High School Sports

Price leaves behind ‘something tangible’ at Orange High School

HILLSBOROUGH Every morning, Ernie Price showed up to work and greeted his secretary with a song.

Not any particular song, just something he makes up on the spot.

“She says I’m the happiest person she’s ever seen,” said Price.

Price had learned to savor the moments at Orange High School with those closest to him.

A little over month ago, Orange baseball ended its regular season against Cedar Ridge on a Friday night. The next day, there was a conference meeting to discuss the upcoming Big-8 baseball tournament, followed by a softball game that night.

On his way out the door Saturday morning, Price’s 10-year-old daughter Avery asked her father “Where are you going?”

“Daddy’s gotta go to work,” said Price.

With tears in her eyes, she responded “I’m gonna have to call Mr. (departing Orange principal Jason) Johnson.”

“Why?” asked Price.

“I’m gonna have to tell him to find somebody else to do this work. I miss you.”

That was when Price realized nine years as an athletic director was enough.

“It broke my heart. That’s when it hit me the time is right.”

Quietly, Price broke the news to his staff. Interviews with various candidates started on June 16. It took little time for the committee that included baseball coach Dean Dease, wrestling coach Bobby Shriner and girls basketball coach B.J. Condron to choose Mike McCauley for the job.
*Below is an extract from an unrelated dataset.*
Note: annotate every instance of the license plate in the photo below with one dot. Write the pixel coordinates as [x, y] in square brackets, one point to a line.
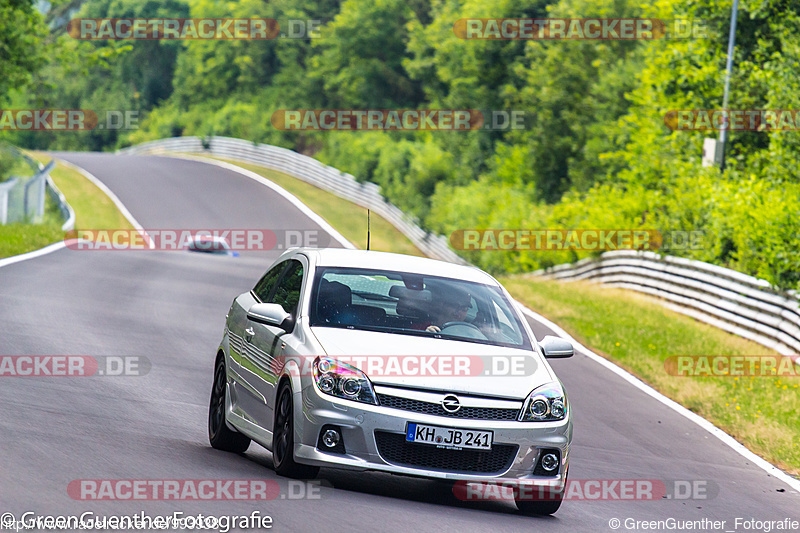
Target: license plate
[452, 439]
McCauley, a member of the Orange faculty and who had coached football under head coach Pat Moser at both Graham and Orange, had been serving as assistant athletics director for the Panthers.

The Orange County School Board gave its final approval on June 27, and Price closed the door on his OHS for the last time on June 30.

So why retire when Orange is at its strongest in years? The biggest factor his years of coaching experience. Instead, it was the experiences he missed out on long ago.

His oldest daughter, Danielle, is now 32. In the late ’90s, she swam in high school, but Price rarely saw her because he was coaching football, basketball and baseball at Stanford Middle School.

“When I had my other two daughters, I vowed I wasn’t going to do that to them,” said Price.

His middle daughter Chloe, runs cross country, track and field and is a cheerleader at Stanford. Price has spent much of the past year running back and forth just to see his daughter while attending to his regular duties.

He acknowledged there were rumors about taking the Athletic Director job at East Chapel Hill, where longtime A.D. Ray Hartsfield is retiring.

“That’s what everybody thought,” said Price. “All three of my girls have been great and everybody have been supportive about it. I’ll miss the folks here. It’s bittersweet.”

Price leaves after a banner year for Orange athletics, which featured Big-8 conference championships in football, wrestling, baseball and softball. The boys’ basketball team captured a conference tournament championship for the first time in over 30 years.

Under his watch, Orange has grown competitive in sports where they once struggled, namely soccer. In 2012, coach Michael Kelsey was dismissed at midseason. Assistant Palmer Bowman, in his first year, was asked to take over the team on short notice on a Friday.

The following Monday, Price’s phone rang. Someone told him Bowman had held a practice on a Sunday, something forbidden by the NCHSAA. It’s subject to a $400 fine.

Price immediately self-reported the infraction to Que Tucker at the NCHSAA offices in Chapel Hill. 15 minutes later, Bowman showed up to Price’s office holding a checkbook.

Price made Bowman promise as long as he never practiced on a Sunday again, he would pay the fine. Not only did Bowman keep his word, he led Orange’s girls soccer team to its first-ever victory over Chapel Hill the next season. The following fall, Orange’s boys team also beat CHHS since the program started in 1987.

After graduating from Livingstone College in 1986, Price started his career at Grove Park Elementary School with the Burlington City Schools (it was a decade before the merger with Alamance County Schools). He started coaching at Broadview Middle School.

He eventually returned to Hillsborough, where he had graduated from Orange in 1982.

In fact, the lessons Price learned at OHS may lead him to his next chapter in life. As he graduated from Orange, he worked with a mason teacher named William McPherson in construction to help him make sense of geometry.

“I remember sitting in class trying to figure out what all these angles meant and what the relevance was,” said Price. “I never did until I started working in construction. Then it just clicked. I told Dean (Dease) the other day, every day I left work, I could see something tangible that I had accomplished.”